On 02/19, you were the Lance Armstrong berating, at the top of your lungs, the cell phone using driver who made a left in front of you on 5th Ave. I was the pedestrian who called you a big shouty dumbass.
Here's the thing, son: The driver was in the wrong, no question. And it's scary to almost get hurt, again no question. However, do you think your tantrum made that driver more or less likely to share the road with you?
I've ridden a motorcycle for 22 years, and a bicycle for 12. In that time, I've had more close calls than I can count, at the hands of cars, trucks, cabs, dogs, deer, debris, and yes, other bikes. Except for some cab drivers, none of them did it on purpose. Many of them looked damn scared when they realized their error.
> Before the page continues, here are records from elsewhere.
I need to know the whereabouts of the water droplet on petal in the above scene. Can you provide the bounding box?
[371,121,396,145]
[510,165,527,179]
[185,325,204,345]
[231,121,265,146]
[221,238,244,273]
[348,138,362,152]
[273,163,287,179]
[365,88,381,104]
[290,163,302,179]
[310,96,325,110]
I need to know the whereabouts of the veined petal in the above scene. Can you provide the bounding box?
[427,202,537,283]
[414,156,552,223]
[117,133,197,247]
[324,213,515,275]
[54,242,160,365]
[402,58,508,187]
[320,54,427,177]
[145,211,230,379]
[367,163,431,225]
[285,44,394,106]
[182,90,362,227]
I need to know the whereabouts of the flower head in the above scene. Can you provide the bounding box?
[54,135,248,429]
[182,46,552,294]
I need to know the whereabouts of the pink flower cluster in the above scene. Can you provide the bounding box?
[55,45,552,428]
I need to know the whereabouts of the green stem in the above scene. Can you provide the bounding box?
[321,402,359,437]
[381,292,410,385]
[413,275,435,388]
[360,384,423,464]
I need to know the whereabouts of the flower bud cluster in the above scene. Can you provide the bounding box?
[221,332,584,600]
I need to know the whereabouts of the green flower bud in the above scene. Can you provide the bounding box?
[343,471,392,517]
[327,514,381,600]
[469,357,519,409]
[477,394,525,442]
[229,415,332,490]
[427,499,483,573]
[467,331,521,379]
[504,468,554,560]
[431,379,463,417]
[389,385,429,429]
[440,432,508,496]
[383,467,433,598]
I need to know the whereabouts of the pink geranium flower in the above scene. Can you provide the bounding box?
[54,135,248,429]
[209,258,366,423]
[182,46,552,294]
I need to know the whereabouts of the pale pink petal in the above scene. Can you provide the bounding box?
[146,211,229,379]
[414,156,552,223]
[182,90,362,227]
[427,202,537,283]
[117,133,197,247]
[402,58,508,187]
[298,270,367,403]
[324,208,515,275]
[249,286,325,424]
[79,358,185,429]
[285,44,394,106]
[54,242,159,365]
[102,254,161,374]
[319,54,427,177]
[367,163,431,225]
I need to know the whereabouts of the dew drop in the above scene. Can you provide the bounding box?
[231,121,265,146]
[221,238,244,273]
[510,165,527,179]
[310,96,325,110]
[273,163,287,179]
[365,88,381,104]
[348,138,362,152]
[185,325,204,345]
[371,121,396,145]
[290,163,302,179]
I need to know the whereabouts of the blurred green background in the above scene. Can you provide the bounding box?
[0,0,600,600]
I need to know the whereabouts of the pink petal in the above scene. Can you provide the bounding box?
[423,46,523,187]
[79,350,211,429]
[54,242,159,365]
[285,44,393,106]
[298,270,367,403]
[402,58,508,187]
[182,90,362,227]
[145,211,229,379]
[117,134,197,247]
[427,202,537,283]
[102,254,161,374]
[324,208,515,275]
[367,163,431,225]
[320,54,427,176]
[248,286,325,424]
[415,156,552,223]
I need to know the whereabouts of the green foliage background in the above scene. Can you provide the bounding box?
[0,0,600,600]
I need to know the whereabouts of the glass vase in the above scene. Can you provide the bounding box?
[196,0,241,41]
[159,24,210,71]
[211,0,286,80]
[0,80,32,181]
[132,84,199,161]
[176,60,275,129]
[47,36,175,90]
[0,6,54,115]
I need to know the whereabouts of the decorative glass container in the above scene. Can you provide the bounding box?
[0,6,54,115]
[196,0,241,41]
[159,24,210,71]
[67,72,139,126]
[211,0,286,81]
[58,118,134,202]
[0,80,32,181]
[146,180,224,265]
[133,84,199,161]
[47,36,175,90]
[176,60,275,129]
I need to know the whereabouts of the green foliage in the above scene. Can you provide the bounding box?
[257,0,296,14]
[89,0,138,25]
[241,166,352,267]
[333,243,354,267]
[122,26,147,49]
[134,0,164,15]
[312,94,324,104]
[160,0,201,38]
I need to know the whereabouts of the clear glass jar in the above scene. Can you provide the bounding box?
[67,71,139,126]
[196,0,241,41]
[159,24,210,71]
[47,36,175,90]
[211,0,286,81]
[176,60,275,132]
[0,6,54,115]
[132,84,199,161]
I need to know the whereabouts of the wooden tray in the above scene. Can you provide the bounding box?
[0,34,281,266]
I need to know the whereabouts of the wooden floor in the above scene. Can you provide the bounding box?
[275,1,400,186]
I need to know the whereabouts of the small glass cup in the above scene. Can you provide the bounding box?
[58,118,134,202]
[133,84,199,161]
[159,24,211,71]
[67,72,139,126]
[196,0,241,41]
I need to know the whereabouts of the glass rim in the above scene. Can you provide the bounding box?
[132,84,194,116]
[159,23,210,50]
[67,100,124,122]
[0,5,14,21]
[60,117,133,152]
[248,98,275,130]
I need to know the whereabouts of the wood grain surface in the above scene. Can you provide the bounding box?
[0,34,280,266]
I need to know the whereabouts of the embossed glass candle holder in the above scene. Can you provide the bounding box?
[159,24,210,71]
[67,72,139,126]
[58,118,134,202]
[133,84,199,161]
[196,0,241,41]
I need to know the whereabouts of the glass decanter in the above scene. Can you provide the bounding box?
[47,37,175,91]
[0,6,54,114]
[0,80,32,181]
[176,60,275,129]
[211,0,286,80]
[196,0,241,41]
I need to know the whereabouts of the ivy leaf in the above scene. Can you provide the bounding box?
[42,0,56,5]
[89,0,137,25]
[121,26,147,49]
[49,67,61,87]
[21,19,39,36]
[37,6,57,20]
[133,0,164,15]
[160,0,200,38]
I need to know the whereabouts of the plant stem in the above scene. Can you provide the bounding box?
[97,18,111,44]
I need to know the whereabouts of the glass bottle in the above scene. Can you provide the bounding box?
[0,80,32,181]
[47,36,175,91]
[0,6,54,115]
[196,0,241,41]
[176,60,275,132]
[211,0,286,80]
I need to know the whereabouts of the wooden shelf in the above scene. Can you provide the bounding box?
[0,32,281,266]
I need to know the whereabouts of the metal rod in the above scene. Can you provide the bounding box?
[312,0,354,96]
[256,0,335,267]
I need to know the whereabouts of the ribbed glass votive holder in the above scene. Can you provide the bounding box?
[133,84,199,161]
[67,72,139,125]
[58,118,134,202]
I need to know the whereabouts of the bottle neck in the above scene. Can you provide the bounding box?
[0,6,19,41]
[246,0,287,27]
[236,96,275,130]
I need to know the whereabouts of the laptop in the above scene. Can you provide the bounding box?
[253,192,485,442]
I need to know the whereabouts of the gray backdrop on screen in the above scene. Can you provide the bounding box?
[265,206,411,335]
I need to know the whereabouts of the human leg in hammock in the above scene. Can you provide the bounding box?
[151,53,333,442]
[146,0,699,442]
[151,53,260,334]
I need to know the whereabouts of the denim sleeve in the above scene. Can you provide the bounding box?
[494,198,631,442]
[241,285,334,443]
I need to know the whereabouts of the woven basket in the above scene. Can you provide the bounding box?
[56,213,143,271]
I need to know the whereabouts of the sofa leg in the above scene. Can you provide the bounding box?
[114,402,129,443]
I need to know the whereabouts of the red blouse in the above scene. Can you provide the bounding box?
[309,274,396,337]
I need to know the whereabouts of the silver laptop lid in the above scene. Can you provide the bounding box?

The driver you yelled at drove away having learned two things: He just got yelled at by a grown man in tights, and all bicyclists are dicks. You might think you taught him some other lesson, but you didn't. You turned a teachable moment into plain old workaday asshattery. Nice work, son.
Moreover, these days people are shooting each other over thrown popcorn. Do you really want to get shot and exsanguinate on the street, wearing spandex and a funny little hat? If that's your bag, so be it, but it sounds pretty lame. I'd much rather go out banging a cheerleader, but hey, that's me.